La Turquie a toutefois soutenu certaines institutions qui gouvernent les zones contrôlées par les rebelles dans le nord de la Syrie, et elle déclare maintenant qu'elle va « intensifier » ses efforts pour aider à garantir un avenir pacifique et stable à la Syrie dans les jours à venir.
Le ministre des affaires étrangères, Hakan Fidan, a déclaré que cela incluait la recherche d'un moyen de rapatrier les Syriens qui ont fui pendant la guerre civile.
Le Liban
Le soutien au gouvernement Assad est l'une des principales lignes de fracture entre les différents groupes politiques au Liban, explique Carine Torbey, correspondante de la BBC en langue arabe.
Beaucoup considèrent que la Syrie a occupé le Liban pendant longtemps, avant que les forces d'Assad ne se retirent du pays en 2005. Certaines factions politiques qui s'opposent au gouvernement syrien considèrent donc sa chute comme un résultat positif.
En revanche, les groupes politiques du pays qui soutenaient Assad y voient une évolution inquiétante.
La chute du gouvernement de Bachar el-Assad est notamment considérée comme l'une des dernières cartouches pour le Hezbollah. « La Syrie, qui a été la colonne vertébrale du Hezbollah et sa principale voie d'approvisionnement, est désormais coupée », ajoute-t-elle.
« C'est un nouveau coup dur, non seulement pour l'instant, mais aussi pour les perspectives de reconstruction du groupe.
Toutefois, un membre du bloc politique du Hezbollah au Parlement a déclaré que le « mouvement de résistance » contre Israël ne serait pas affecté.
« Tout ce qui se passe en Syrie, même si c'est dangereux, ne peut pas nous affaiblir », a déclaré Hassan Fadlallah.
Un nouvel afflux de réfugiés syriens au Liban, principalement des Syriens issus des communautés chiites, suscite également des inquiétudes, et nombre d'entre eux sont déjà entrés au Liban.

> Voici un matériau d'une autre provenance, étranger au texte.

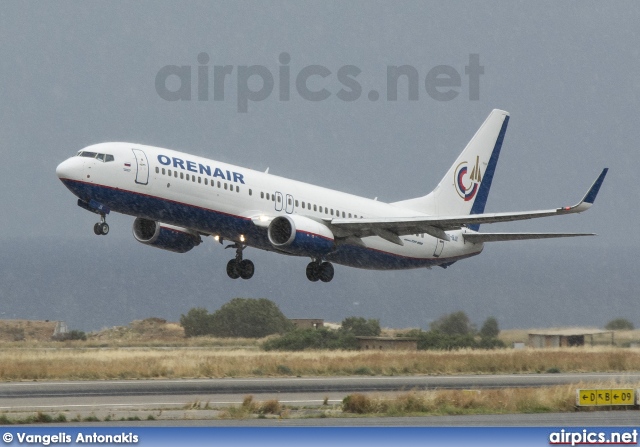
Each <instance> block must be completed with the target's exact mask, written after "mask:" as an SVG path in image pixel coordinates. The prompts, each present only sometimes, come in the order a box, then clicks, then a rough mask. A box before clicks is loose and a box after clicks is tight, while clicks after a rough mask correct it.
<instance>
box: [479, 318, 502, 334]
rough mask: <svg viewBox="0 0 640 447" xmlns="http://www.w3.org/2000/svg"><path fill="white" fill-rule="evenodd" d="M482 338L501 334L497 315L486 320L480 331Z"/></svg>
mask: <svg viewBox="0 0 640 447" xmlns="http://www.w3.org/2000/svg"><path fill="white" fill-rule="evenodd" d="M478 334H479V335H480V337H482V338H496V337H497V336H498V335H499V334H500V328H499V327H498V320H496V318H495V317H489V318H487V319H486V320H485V322H484V323H483V324H482V327H481V328H480V332H479V333H478Z"/></svg>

« En soi, cela montre à quel point les choses ont été complètement bouleversées. Nous savons que les chiites avaient l'habitude de passer du Liban à la Syrie sous le régime d'Assad », explique Carine Torbey.
« Les personnes qui arrivent au Liban disent à la BBC qu'elles n'ont pas encore subi de répercussions de la part des factions qui ont pris le contrôle du pays. Mais ils ont quitté le pays par crainte d'actes de vengeance individuels à leur encontre ».
Israël
Le Premier ministre israélien Benjamin Netanyahu a ordonné à l'armée de « prendre le contrôle » de la zone tampon entre le plateau du Golan occupé par Israël et la Syrie après la chute du régime Assad.
Il a déclaré que l'accord de désengagement avec la Syrie, qui établissait la zone démilitarisée en 1974, s'était « effondré ».
Israël a pris le Golan à la Syrie à la fin de la guerre des Six Jours en 1967 et l'a annexé unilatéralement en 1981. Cette décision n'a pas été reconnue par la communauté internationale, bien que les États-Unis l'aient fait unilatéralement en 2019.
Le ministre israélien des affaires étrangères, Gideon Saar, a qualifié la prise de contrôle militaire de la zone tampon de « mesure limitée et temporaire » pour assurer la sécurité d'Israël.
Yolande Knell, correspondante de la BBC au Moyen-Orient, a déclaré : « Il a également confirmé qu'Israël avait attaqué des entrepôts d'armes chimiques et de missiles présumés en Syrie, en expliquant que c'était pour éviter qu'ils ne tombent entre les mains de factions extrémistes ».
« Selon les médias, des dizaines de frappes aériennes israéliennes ont eu lieu ces derniers jours, notamment sur un site de Damas qui aurait été utilisé pour le développement de fusées par des scientifiques iraniens.
Les autres pays du Moyen-Orient
Sebastian Usher, rédacteur régional de la BBC pour le Moyen-Orient, rapporte qu'un « responsable saoudien déclare que le royaume communique avec tous les acteurs régionaux afin d'essayer d'éviter le chaos en Syrie ».
« Le roi Abdallah de Jordanie, pays voisin de la Syrie, a publié un message similaire, appelant à éviter tout nouveau conflit. Par précaution, son pays a scellé sa frontière avec la Syrie.
« Un haut fonctionnaire diplomatique des Émirats arabes unis, Anwar Gargash, a déclaré que la principale préoccupation de son pays était l'extrémisme et la terreur, et a reproché à M. Assad de ne pas utiliser la bouée de sauvetage que lui ont offerte plusieurs pays arabes.